Donnybrook Writing Academy
- Website type: Music and the arts webzine
- Headquarters: Denver, Colorado, United States
- Owner: Erin Barnes
- Creator: Erin Barnes
- Website: www.godonnybrook.com
- Registration: No
- Launched: August 2007
- Current status: Inactive

= Donnybrook Writing Academy =

The Donnybrook Writing Academy was a collective of writers, musicians, and journalists writing under preposterous pen names under the guise that they're rich, notorious, and belligerent members of an upper class circa the 1920s. Formerly called Elitist Hipster Snob, the collective and subsequent Internet publication was founded under a new name in August 2007 and redesigned in March 2008. Beyond publishing an Internet publication, www.GoDonnybrook.com, the group threw decadent parties and was known for their tennis and Ivy League-inspired photo shoots.

==Description==
There were roughly 20 writers, photographers, and artists in the collective, including integral members Danny and Nina of the Internet art project in which over 1 million people voted on what city the couple might move based on their interests. Other founding members include Cliffton Thompson (a.k.a. Guido Sarducci IV), Annie Cohen (a.k.a. Ivyy Goldberg, esq.), Nathan Warren (a.k.a. Colonel Hector Bravado, Christopher Gilmore (a.k.a. Fritz Godard), Corey Spangler (a.k.a. Hiram O'Cicero McKnoxt), and Patrick Kelly (a.k.a. Benjamin "Benny" St. Maur). In 2011 Vanessa Berben (a.k.a. Alistair Blake Arabella) joined the team and would later become Managing Editor. Erin Barnes (a.k.a. Angora Holly Polo) is founder and Editor-in-Chief.

==Features==
The Donnybrook Writing Academy featured a variety of previews, reviews, podcasts, and interviews on the categories of music, film, photography, politics, video games, sex, and society. "On the Record" was a daily-updated record review column; "Soundcheck" was a local concert calendar and podcast; "Ask Alistair" was a snob's approach to the classic advice column; and the "Snobcast" was a podcast created by elitists.

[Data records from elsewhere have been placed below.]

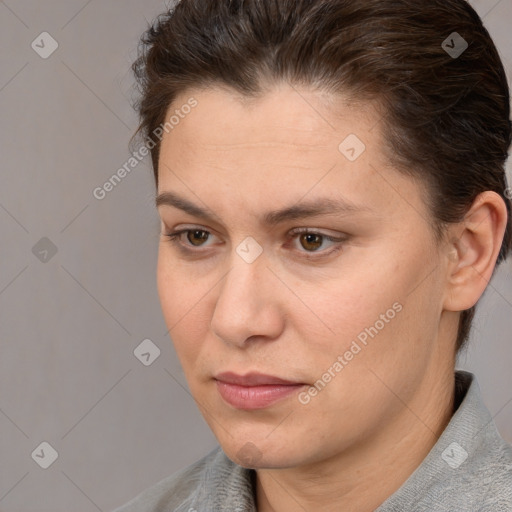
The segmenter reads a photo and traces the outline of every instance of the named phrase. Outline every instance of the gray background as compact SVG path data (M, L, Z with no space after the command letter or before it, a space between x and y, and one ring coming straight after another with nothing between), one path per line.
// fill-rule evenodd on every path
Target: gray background
M512 76L511 0L472 4ZM130 156L137 119L129 67L146 20L165 7L0 2L3 512L108 511L215 446L160 310L149 157L104 200L92 195ZM31 47L44 31L59 45L47 59ZM41 252L50 248L45 237L56 254ZM478 375L508 441L511 315L509 262L486 291L459 361ZM133 353L146 338L161 350L150 366ZM31 457L43 441L58 452L48 469Z

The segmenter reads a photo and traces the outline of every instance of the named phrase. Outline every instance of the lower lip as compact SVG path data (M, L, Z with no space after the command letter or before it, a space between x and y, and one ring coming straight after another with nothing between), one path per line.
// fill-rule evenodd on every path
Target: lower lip
M304 384L271 384L265 386L238 386L217 381L220 396L236 409L264 409L296 393Z

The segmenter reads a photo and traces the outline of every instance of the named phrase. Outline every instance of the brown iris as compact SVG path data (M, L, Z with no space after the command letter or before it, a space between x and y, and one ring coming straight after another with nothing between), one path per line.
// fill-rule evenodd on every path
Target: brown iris
M322 235L316 235L314 233L305 233L300 236L300 241L304 249L310 249L316 251L322 245ZM302 242L305 241L309 247L306 247ZM313 245L313 247L311 247Z
M195 229L187 233L188 241L195 246L200 246L201 242L206 242L206 240L208 240L208 236L209 234L206 231L202 231L200 229Z

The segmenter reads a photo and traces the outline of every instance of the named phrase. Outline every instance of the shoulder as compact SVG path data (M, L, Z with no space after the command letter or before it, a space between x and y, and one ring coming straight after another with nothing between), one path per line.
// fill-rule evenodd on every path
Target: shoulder
M460 466L448 468L450 480L465 489L466 496L474 497L479 511L512 512L512 445L501 437L475 379L467 401L470 403L460 418L457 436L466 451ZM456 439L454 433L452 439ZM443 453L446 462L449 454L446 450Z
M481 454L473 470L474 484L482 496L482 512L512 512L512 446L498 438Z
M432 451L432 496L478 512L512 512L512 446L499 434L474 376L457 414ZM442 510L445 510L444 508ZM446 510L451 510L446 508Z
M512 446L499 434L472 374L431 452L377 510L512 512Z
M220 447L202 459L168 476L113 512L163 512L193 510L197 495L205 492L216 473L229 472L235 464Z
M440 487L447 501L455 503L458 496L459 503L467 500L475 511L512 512L512 446L499 437L494 425L489 431L460 467L449 468Z
M476 446L443 443L439 463L422 474L414 510L512 512L512 447L489 431Z

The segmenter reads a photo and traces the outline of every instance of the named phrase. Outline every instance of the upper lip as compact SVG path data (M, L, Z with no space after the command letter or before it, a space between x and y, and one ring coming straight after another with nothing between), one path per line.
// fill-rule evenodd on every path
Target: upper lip
M238 375L233 372L222 372L217 374L214 378L221 382L233 384L236 386L297 386L299 384L302 384L302 382L281 379L279 377L274 377L273 375L265 375L263 373L257 372L247 373L245 375Z

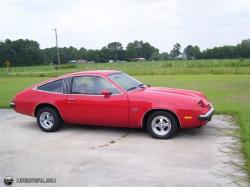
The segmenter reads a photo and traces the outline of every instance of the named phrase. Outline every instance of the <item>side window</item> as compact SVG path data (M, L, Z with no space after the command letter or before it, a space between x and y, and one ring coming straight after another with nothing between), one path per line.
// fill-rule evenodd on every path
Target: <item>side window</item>
M98 76L74 77L72 81L73 94L101 95L102 90L108 90L112 94L119 94L120 91L111 83Z
M63 93L63 80L56 80L37 88L38 90L47 91L47 92L56 92L56 93Z

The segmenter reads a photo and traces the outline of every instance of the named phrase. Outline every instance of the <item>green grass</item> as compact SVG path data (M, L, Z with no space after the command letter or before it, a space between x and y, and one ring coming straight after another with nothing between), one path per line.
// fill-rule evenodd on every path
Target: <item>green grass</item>
M216 113L236 117L241 127L241 142L250 174L250 75L150 75L136 76L152 86L166 86L203 91ZM0 107L8 107L16 92L48 77L0 78Z
M36 84L48 77L0 77L0 108L9 107L11 99L24 88Z
M0 68L0 76L58 76L69 72L93 69L116 69L131 75L175 75L175 74L250 74L250 59L238 60L179 60L157 62L95 63Z

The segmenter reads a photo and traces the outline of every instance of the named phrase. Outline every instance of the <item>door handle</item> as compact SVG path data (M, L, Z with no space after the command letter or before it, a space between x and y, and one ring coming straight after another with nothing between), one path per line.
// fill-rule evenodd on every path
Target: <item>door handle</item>
M73 102L73 101L75 101L75 100L76 100L75 98L67 98L67 101Z

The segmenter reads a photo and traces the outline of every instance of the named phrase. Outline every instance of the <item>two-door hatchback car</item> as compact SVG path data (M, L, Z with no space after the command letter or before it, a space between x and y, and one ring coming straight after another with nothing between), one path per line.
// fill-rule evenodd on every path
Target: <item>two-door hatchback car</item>
M147 86L114 70L63 75L27 88L10 104L34 116L45 132L62 122L146 128L155 138L170 138L179 128L204 126L214 112L198 91Z

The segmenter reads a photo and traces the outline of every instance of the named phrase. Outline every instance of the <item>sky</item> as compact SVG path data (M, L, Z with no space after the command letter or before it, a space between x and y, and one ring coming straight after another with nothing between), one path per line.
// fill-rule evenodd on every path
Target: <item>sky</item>
M0 40L31 39L41 48L101 49L143 40L170 51L250 38L250 0L0 0Z

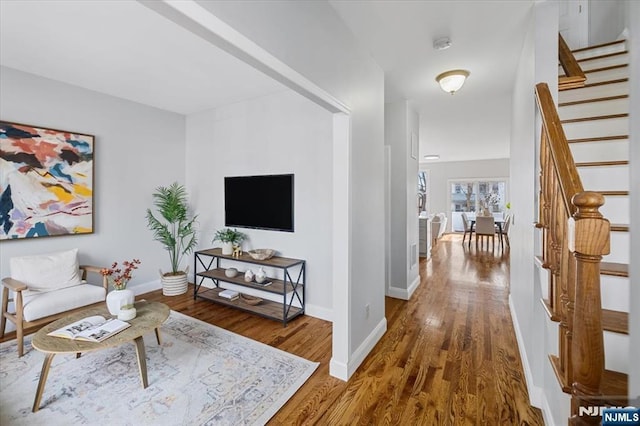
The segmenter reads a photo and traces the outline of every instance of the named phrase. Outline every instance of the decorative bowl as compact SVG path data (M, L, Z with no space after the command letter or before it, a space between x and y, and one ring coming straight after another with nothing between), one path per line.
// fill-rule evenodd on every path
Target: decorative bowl
M247 294L242 294L242 293L240 293L240 300L242 300L247 305L253 305L253 306L262 302L262 299L260 299L259 297L253 297L253 296L249 296Z
M255 249L249 250L247 253L255 260L267 260L271 259L276 251L273 249Z
M237 270L236 268L229 268L229 269L226 269L226 270L224 271L224 274L225 274L228 278L233 278L233 277L235 277L236 275L238 275L238 270Z

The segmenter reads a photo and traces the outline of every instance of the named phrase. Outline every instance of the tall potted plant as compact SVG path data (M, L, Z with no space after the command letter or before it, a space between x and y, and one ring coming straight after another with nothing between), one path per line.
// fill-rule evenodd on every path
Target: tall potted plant
M176 296L187 291L189 266L184 271L179 268L182 257L198 243L195 229L197 216L189 218L187 191L177 182L156 188L152 196L158 217L154 216L151 209L147 209L147 226L153 232L153 239L162 244L171 260L170 272L163 273L160 270L162 294Z

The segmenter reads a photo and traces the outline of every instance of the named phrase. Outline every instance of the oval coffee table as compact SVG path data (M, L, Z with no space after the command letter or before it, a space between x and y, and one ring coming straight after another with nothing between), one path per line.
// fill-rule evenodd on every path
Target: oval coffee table
M170 310L164 303L146 301L136 302L135 308L137 316L134 319L127 321L131 324L131 327L126 328L99 343L47 336L47 333L92 315L102 315L105 318L110 318L111 314L109 314L106 304L95 308L85 309L64 318L60 318L59 320L41 328L35 336L33 336L31 345L38 351L46 354L44 362L42 363L42 372L40 373L40 381L38 382L36 398L33 401L32 411L34 413L40 409L40 400L42 399L44 385L47 381L47 376L49 375L49 367L51 367L51 361L53 361L53 357L56 356L56 354L75 353L77 357L79 357L83 352L98 351L113 346L119 346L123 343L134 342L136 345L138 369L140 370L142 387L147 387L147 359L142 336L151 330L155 330L156 339L158 340L158 344L160 344L160 325L169 317Z

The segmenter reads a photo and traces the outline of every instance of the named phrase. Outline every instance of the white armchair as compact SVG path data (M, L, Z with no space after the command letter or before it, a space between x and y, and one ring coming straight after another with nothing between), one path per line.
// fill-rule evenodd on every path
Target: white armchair
M87 273L100 274L101 268L80 266L78 249L13 257L9 266L11 277L2 279L0 337L4 336L7 320L15 324L18 356L24 353L25 329L43 326L74 310L103 302L107 294L107 277L101 277L101 286L87 283Z
M444 213L438 213L433 217L433 220L431 221L431 238L433 238L434 245L442 237L446 229L447 215Z

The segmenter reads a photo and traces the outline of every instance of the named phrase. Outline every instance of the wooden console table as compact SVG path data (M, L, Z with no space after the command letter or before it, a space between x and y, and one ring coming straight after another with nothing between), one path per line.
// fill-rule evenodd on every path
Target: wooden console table
M197 251L194 256L194 299L199 297L221 305L251 312L265 318L282 321L284 326L293 318L304 314L306 268L306 262L304 260L279 256L273 256L267 260L256 260L246 253L240 257L233 257L222 254L222 249L220 248ZM222 267L222 263L224 263L225 267ZM271 284L264 286L256 282L246 282L244 280L245 271L239 269L238 263L244 266L249 264L258 267L263 266L269 269L280 270L281 272L278 273L279 277L267 277L267 280L270 281ZM230 278L225 275L225 271L232 266L238 269L238 275ZM255 270L253 272L255 272ZM205 279L211 279L215 287L202 287ZM224 299L218 295L221 291L225 290L221 285L223 283L231 283L236 286L257 290L253 293L262 294L265 295L265 297L268 294L277 295L274 299L279 301L262 300L262 302L257 305L249 305L242 299ZM294 304L294 302L296 303Z

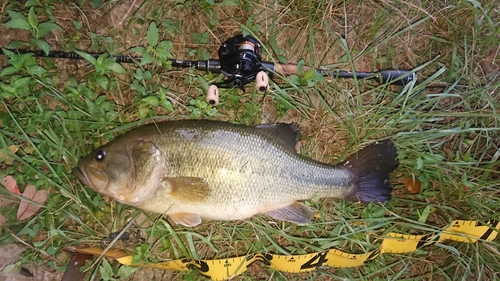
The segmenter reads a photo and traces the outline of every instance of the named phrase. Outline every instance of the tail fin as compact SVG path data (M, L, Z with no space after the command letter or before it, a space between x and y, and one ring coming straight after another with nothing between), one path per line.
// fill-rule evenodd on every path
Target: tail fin
M371 144L343 163L354 175L354 190L345 199L361 202L391 200L389 173L399 165L394 143L387 139Z

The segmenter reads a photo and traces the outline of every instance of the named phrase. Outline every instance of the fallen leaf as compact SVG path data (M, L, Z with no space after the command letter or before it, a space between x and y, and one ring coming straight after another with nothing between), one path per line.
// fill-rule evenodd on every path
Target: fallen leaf
M9 152L10 150L10 152ZM3 162L7 165L12 165L14 163L15 158L12 157L12 154L16 153L19 150L19 147L15 145L10 145L8 148L0 149L0 162Z
M31 241L40 242L40 241L45 241L47 238L48 238L47 232L39 231L38 234L35 237L33 237Z
M5 217L2 214L0 214L0 227L4 226L6 221L7 220L5 219Z
M2 273L9 274L12 271L14 271L14 269L16 269L16 267L17 267L17 264L15 264L15 263L9 264L2 269Z
M36 191L36 187L29 184L26 186L26 189L24 189L22 196L43 205L47 200L47 190L42 189ZM17 209L17 220L30 218L36 214L38 210L40 210L39 206L32 204L28 200L22 199L21 203L19 203L19 209Z
M5 176L2 179L2 185L8 191L10 191L10 192L12 192L14 194L17 194L17 195L21 195L21 191L19 191L19 187L17 186L17 182L16 182L16 180L14 179L13 176L11 176L11 175Z
M17 151L19 150L19 147L16 146L16 145L9 145L9 150L12 152L12 153L17 153Z
M418 194L422 189L422 184L415 178L401 179L400 182L405 185L406 189L411 194Z

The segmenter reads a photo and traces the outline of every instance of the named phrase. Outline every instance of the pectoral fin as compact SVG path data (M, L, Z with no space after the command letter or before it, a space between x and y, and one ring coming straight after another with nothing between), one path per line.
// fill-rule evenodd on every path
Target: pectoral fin
M211 191L208 183L197 177L163 178L161 184L170 196L190 203L203 201Z
M266 214L282 221L294 222L296 224L308 224L314 213L303 203L295 202L286 207L269 211Z
M201 223L201 217L198 214L177 213L168 216L176 224L193 227Z

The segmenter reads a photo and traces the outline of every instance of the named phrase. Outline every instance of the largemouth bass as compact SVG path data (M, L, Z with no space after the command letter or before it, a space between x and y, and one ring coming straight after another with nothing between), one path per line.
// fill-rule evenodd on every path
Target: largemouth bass
M329 165L298 154L298 138L296 127L283 123L161 122L96 149L74 173L101 194L185 226L256 214L307 224L313 212L298 200L391 199L389 173L399 164L391 140Z

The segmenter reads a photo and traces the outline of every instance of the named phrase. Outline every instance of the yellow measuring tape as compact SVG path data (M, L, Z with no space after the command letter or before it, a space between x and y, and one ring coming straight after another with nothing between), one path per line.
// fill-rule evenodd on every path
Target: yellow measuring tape
M381 254L410 253L418 248L433 243L452 240L464 243L492 241L500 230L500 222L487 221L482 224L477 221L455 220L450 226L436 235L405 235L389 233L377 250L365 254L350 254L339 250L326 250L320 253L305 255L275 255L275 254L250 254L236 258L217 260L179 259L151 264L132 264L132 256L124 250L111 249L103 253L100 248L71 248L72 252L101 255L116 259L128 266L142 266L164 270L197 270L212 280L227 280L245 272L251 263L261 261L270 268L283 272L308 272L320 266L331 267L356 267L375 259Z

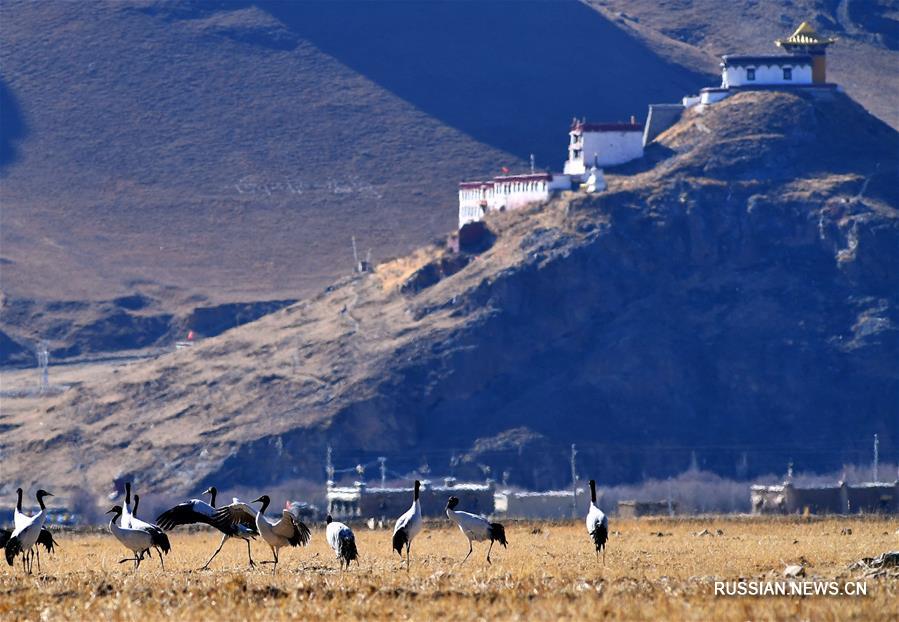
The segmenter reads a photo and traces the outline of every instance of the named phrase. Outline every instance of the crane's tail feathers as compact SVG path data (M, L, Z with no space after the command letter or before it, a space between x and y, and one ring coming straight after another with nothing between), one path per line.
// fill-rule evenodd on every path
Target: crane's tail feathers
M495 542L499 542L503 545L503 548L508 548L506 545L506 529L499 523L490 523L490 539Z
M150 541L153 542L153 546L158 546L166 555L172 550L172 545L169 543L169 537L165 535L165 532L162 529L154 529L151 531Z
M354 559L359 559L359 551L356 549L355 538L341 538L338 548L340 549L340 556L346 562L347 566L349 566L350 562Z
M11 537L12 532L9 529L0 529L0 546L5 547Z
M37 537L37 543L43 544L48 553L52 553L53 549L59 546L59 542L53 539L53 534L50 533L50 530L46 527L41 527L41 532Z
M609 530L605 525L599 524L590 532L590 536L593 538L596 550L601 551L605 548L606 541L609 539Z
M6 543L6 546L3 547L3 552L6 554L6 563L12 566L16 555L22 552L22 541L19 540L18 536L13 536Z
M397 529L396 533L393 534L393 550L399 553L400 557L403 556L403 547L406 546L408 541L409 535L406 533L405 528Z

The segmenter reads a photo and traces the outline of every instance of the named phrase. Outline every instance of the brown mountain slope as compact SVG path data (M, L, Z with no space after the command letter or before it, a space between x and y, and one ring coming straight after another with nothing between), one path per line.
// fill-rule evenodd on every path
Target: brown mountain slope
M883 2L593 6L3 3L0 364L39 339L55 359L170 345L216 334L192 318L220 303L308 295L351 236L407 252L453 226L458 179L558 166L572 115L676 101L801 19L897 123Z
M408 27L434 20L413 14L392 27L406 28L411 49L368 51L362 69L372 79L341 62L348 44L337 41L332 55L311 40L334 21L327 3L304 12L279 4L3 4L3 81L23 126L4 166L9 295L109 299L146 280L216 301L295 297L351 265L353 234L383 258L450 229L459 178L521 166L529 151L558 164L572 114L621 118L698 83L674 69L666 87L665 61L571 5L569 18L608 30L634 69L661 80L633 80L616 98L603 95L608 80L554 95L535 127L537 104L515 100L557 70L558 53L532 63L532 76L493 75L498 61L483 44L473 58L459 43L419 49L422 35ZM351 12L362 12L360 23L396 21L369 4ZM447 11L457 28L479 17ZM558 26L516 35L536 48L526 61L547 54ZM398 34L384 32L392 41ZM409 57L406 67L398 54ZM484 68L474 64L482 56ZM504 62L522 70L514 56ZM385 72L412 81L391 82ZM467 99L478 89L466 79L487 83L481 101ZM415 81L424 82L420 96ZM454 91L457 100L439 108L434 98ZM467 117L492 121L466 125Z
M114 345L78 340L120 296L169 344L196 306L308 295L353 235L450 230L459 179L558 166L572 115L705 81L574 2L4 2L0 32L0 329L57 358Z
M896 132L844 95L745 93L659 143L606 193L491 218L478 256L422 249L8 409L9 481L317 479L326 443L396 469L473 448L536 486L574 440L605 481L691 450L744 475L835 468L874 432L895 451Z

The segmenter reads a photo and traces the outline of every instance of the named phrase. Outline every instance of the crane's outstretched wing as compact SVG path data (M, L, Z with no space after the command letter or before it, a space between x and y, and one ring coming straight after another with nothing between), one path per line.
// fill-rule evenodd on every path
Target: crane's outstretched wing
M287 538L291 546L306 546L312 537L309 527L290 510L281 512L281 520L272 526L272 531L282 538Z
M210 523L221 531L227 531L228 527L241 527L242 529L256 532L256 511L246 503L235 501L230 505L218 508L212 515Z
M195 525L203 523L215 526L213 516L215 508L199 499L191 499L179 503L156 517L156 524L165 531L170 531L178 525Z

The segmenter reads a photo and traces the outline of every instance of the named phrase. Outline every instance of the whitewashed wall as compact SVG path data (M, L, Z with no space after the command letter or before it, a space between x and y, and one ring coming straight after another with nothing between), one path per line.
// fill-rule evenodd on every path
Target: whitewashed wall
M791 65L783 63L778 65L757 65L755 67L755 80L746 78L746 70L749 67L742 65L731 65L724 67L722 72L722 86L753 86L765 84L811 84L812 83L812 66L811 65ZM784 67L793 69L793 79L784 80Z
M643 132L584 132L578 157L569 155L565 162L565 173L583 175L593 166L596 154L596 165L600 168L624 164L643 157Z

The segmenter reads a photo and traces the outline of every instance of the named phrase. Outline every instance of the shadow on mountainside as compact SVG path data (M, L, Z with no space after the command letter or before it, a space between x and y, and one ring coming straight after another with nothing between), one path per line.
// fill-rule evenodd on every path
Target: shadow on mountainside
M564 156L572 116L642 119L710 79L577 2L257 4L427 114L541 164Z
M16 161L16 143L27 134L22 109L6 81L0 78L0 170Z

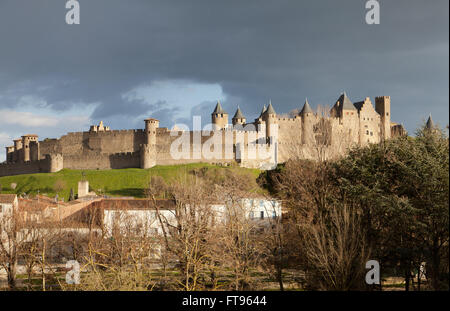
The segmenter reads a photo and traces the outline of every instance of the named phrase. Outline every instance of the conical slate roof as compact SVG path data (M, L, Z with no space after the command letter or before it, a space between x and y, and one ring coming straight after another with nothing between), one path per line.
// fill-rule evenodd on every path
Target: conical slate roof
M275 112L275 109L273 109L272 102L269 103L269 107L267 107L267 110L266 110L265 113L267 113L267 114L277 114Z
M264 114L264 112L266 112L266 110L267 110L266 105L264 105L263 109L261 110L261 114L259 116L262 117L262 115Z
M300 111L300 114L304 113L314 113L313 110L311 109L311 106L308 103L308 99L305 100L305 104L303 105L303 108Z
M431 118L431 114L430 114L430 116L428 117L426 127L427 127L427 129L432 129L432 128L434 128L434 122L433 122L433 119Z
M242 114L241 108L237 108L236 113L234 114L233 119L245 119L244 115Z
M225 110L223 110L222 105L220 104L220 102L217 102L216 108L214 109L213 113L219 113L219 114L223 114L226 113Z
M341 103L341 110L357 110L345 92L339 97L338 102Z

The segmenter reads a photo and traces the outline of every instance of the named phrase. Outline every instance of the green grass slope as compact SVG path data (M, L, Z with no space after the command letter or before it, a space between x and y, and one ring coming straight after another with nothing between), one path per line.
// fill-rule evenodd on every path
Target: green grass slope
M142 198L145 196L145 189L148 186L151 176L161 176L167 183L182 176L190 174L195 169L202 170L227 170L235 169L243 173L248 173L255 179L261 173L257 169L246 169L240 167L222 167L204 163L155 166L150 169L114 169L114 170L68 170L64 169L57 173L27 174L0 177L1 193L16 194L45 194L55 196L58 185L63 188L58 192L60 198L67 200L72 188L77 193L78 181L85 178L89 181L92 191L110 196L133 196ZM11 184L16 183L15 189ZM56 185L56 186L55 186Z

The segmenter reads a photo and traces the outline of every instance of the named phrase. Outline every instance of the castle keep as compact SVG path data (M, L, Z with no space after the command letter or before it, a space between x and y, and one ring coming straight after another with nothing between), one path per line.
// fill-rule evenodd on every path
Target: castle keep
M344 93L329 111L314 112L305 101L300 112L279 115L270 103L254 122L247 122L238 108L232 124L217 103L211 115L213 129L207 132L160 128L158 120L149 118L143 130L111 130L100 122L87 132L59 139L39 141L28 134L6 148L0 176L194 162L270 169L290 158L330 159L355 145L405 135L401 125L391 122L390 108L389 96L376 97L374 106L368 97L352 103ZM174 148L182 149L182 155L174 156Z

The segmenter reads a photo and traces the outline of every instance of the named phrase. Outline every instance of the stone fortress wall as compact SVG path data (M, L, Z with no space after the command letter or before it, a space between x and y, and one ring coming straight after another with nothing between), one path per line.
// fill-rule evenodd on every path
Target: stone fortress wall
M59 139L38 141L37 135L24 135L6 148L0 176L196 162L270 169L290 158L334 158L351 146L406 134L403 126L391 123L389 96L376 97L374 106L368 97L353 104L344 93L324 112L314 112L306 101L300 113L290 117L278 115L270 103L251 123L238 108L232 124L217 103L211 116L213 130L206 133L171 131L150 118L145 120L145 129L111 130L100 122L87 132L68 133ZM261 148L256 154L255 146ZM174 157L173 148L183 152ZM215 148L220 152L211 156ZM261 156L263 151L266 155L271 151L271 156Z

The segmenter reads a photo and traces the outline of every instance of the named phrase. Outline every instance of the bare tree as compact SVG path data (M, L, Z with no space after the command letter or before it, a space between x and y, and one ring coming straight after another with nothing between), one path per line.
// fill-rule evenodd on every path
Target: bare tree
M272 210L267 210L270 215ZM267 272L278 282L281 291L284 291L283 269L289 260L289 247L286 230L288 226L282 223L281 215L268 218L264 231L258 235L262 246L262 265Z
M256 238L258 226L246 217L248 210L242 201L228 201L226 208L225 222L218 231L222 265L233 272L234 290L249 290L254 286L252 269L261 260L261 241Z
M355 211L346 205L336 206L304 230L304 247L313 283L324 290L364 287L364 268L370 251Z
M20 230L23 221L16 209L0 217L0 265L5 269L8 286L16 288L17 261L27 239Z
M224 204L222 221L217 226L218 249L221 250L221 265L233 272L232 288L248 290L254 288L251 274L258 269L262 259L264 241L258 239L261 227L249 217L255 197L254 188L247 182L248 176L228 171L225 178L215 183L217 200ZM251 202L251 201L250 201Z
M208 240L214 218L211 195L204 182L197 177L175 182L171 195L175 201L172 215L157 208L166 250L175 258L183 276L179 284L183 290L198 290L208 257ZM157 206L157 204L156 204Z
M118 211L112 228L91 236L81 258L83 277L76 289L152 290L152 260L157 244L151 222L126 211ZM65 286L64 289L72 287Z

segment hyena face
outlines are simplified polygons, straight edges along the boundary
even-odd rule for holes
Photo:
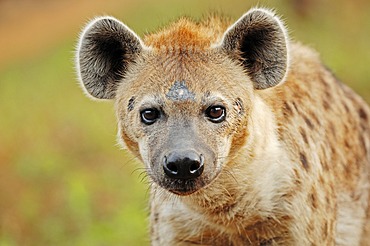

Other columns included "Bartender Blogs," "A Night Out With," "the Problem of Leisure," "Thematically Speaking," and "Handjob and a Reuben."

==Content and Style==
Donnybrook's mission, to create "a society for cultural advancement," also drew heavily on indie and local Denver music scenes for content and inspiration. Stylistically, the site was a satire of classic writings that describe upper-crust society - from Fitzgerald to Jane Austen to the French salon culture - and since it was made up of somewhat young and destitute artists, writers, and musicians, it could be considered an ironic comment on the socioeconomic status of artists in contemporary American society. In that vein, the group was known for throwing such parties as "The Fundraiser for the Rich" to "replace Donnybrook's pool filter." in venues that are notoriously divey, such as the Larimer Lounge. Donnybrook paradoxically embraced and poked fun at elitism, as a phenomenon that is relevant in today's culture - where too much access to art, music, and the means to create it has created a backlash of cultural policing.